In this fragment line 14001 first uses the DEF FN function FNisR(…) to test if operand 1 and 2 (stmt$(2) and stmt$(3)) are registers and if so it goto’s line 14016.
On line 14036 the ‘function’ getR(arg1$) is ‘called’ (gosub 20000), to get the register value for operand 1.

in line 14037 the same is done for operand 2.

Line 14038 constructs the opcode from the base code 64 and the two register codes (I’ll go into more detail later how these opcodes are structured). This line also has a ‘return’. This might seem strange as 14001 used goto 14036 to get here. However, this entire example is actually part of another ‘function’ that is called on line:

11180 if stmt$(1)="ld" then gosub 14000

And this is where the return on line 14038 returns the program flow.

The reason for using goto in this example mostly is that an entire IF THEN ELSE has to be on a single line. If this were not required I could just put the lines 14036-14038 in the code block of the THEN.

This is a typical situation where Basic requires you to be pragmatic and make the best of it.

Another use of goto in BASM is for ‘exception handling’ (though that’s a rather big word for what’s happening in BASM).

Whenever the ‘lever’/’parser’ of basm encounters an error in the provided assembler code it ‘goto’s line 20100.

13112 if stmt$(3)="" then goto 20100

When this occurs all processing is halted and an error message is printed.

20100 ' ill inst error
20110 if stmt$(0)="" then label$="" else label$=stmt$(0)+":"
20120 print "Illegal instruction:"
20130 print using "#### \ \ & &,&";l;label$;stmt$(1);stmt$(2);stmt$(3)
20140 end

There is no returning from this (see line 20140).
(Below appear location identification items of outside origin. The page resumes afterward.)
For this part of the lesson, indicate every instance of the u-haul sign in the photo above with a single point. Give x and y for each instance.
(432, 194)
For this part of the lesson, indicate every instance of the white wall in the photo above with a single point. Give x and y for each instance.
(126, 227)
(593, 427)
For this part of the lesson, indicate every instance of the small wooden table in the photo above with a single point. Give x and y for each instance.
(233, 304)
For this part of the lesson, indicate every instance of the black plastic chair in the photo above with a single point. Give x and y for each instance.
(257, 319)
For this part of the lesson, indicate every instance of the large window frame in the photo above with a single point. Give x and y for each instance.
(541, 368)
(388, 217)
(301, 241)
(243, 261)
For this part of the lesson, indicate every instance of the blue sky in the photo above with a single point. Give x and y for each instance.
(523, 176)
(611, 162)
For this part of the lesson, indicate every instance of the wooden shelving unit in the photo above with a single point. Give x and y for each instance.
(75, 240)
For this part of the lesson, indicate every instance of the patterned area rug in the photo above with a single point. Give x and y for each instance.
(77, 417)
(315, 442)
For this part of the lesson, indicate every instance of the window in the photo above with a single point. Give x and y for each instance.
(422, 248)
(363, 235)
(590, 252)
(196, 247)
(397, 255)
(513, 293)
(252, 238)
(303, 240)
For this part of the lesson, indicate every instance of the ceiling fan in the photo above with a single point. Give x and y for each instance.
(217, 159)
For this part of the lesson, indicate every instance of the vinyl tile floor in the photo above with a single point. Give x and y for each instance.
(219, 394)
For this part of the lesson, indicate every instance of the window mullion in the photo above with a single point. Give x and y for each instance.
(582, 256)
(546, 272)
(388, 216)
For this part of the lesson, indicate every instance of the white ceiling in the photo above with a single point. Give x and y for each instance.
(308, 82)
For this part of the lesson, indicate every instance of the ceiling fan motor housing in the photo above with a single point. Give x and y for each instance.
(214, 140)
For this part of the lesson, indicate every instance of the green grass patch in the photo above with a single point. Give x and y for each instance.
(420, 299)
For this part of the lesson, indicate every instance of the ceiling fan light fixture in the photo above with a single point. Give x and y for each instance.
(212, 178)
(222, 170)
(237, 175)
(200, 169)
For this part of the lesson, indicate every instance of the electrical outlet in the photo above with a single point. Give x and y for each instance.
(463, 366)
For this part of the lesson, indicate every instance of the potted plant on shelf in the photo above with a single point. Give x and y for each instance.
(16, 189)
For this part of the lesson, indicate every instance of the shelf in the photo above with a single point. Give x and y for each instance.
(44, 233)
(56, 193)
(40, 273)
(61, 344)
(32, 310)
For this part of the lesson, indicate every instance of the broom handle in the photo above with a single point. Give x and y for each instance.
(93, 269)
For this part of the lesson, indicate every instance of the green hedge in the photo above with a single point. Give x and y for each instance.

So in this case a goto is also suitable.

This is more or less all there is when it comes to coding conventions I used, in relation to ‘program flow’ and structured programming.

In a following blog post (or multiple) in this series, I’ll go in more detail on the ‘lexing’ and ‘parsing’ of the assembler code and how opcodes are generated.